W trzeciej odsłonie Krzysztof Głowacki zaczął testować przeciwnika lewym prostym, również podwójnym. Polak bił także ciosami na korpus, co osłabiło byłego rywala Tomasza Adamka i Krzysztofa Włodarczyka. Cunningham aktywniej pracował przednią, lewą ręką, co było szczególnie widocznie w połowie potyczki.
W dziesiątej rundzie znowu dał o sobie znać precyzyjny "Główka" - trafił krótkim prawym sierpowym i 39-latek po raz trzeci był liczony. Jednak chwilę później sam nadział się na obszerny sierp i był ogłuszony. Podopieczny Fiodora Łapina przeżywał kryzys w dwóch ostatnich starciach, gdy pobudzony "USS" rzucił wszystkie siły na szalę i szaleńczo próbował odrobić straty. Taka strategia była obarczona wielkim ryzykiem, które się nie opłaciło w dwunastym starciu - były czempion IBF po raz czwarty (!) w tym pojedynku stracił równowagę i nie ustał ataku. Kibice w Nowym Jorku ostatnie fragmenty batalii oglądali na stojąco, a pięściarze bombardowali się wzajemnie potężnymi razami.

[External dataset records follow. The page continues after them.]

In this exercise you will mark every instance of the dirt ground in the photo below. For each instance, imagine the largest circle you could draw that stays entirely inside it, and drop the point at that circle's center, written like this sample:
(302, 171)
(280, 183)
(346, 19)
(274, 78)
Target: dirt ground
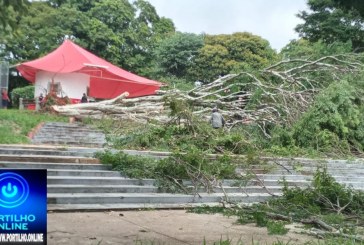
(175, 227)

Cztery nokdauny wyjaśniły wszelkie wątpliwości. Sędziowie punktowali 116-108 i dwukrotnie 115-109 dla Krzysztofa Głowackiego, który po raz pierwszy obronił trofeum World Boxing Organization w dywizji junior ciężkiej. Pas zdobył w sierpniu ubiegłego roku, rozbijając Marco Hucka.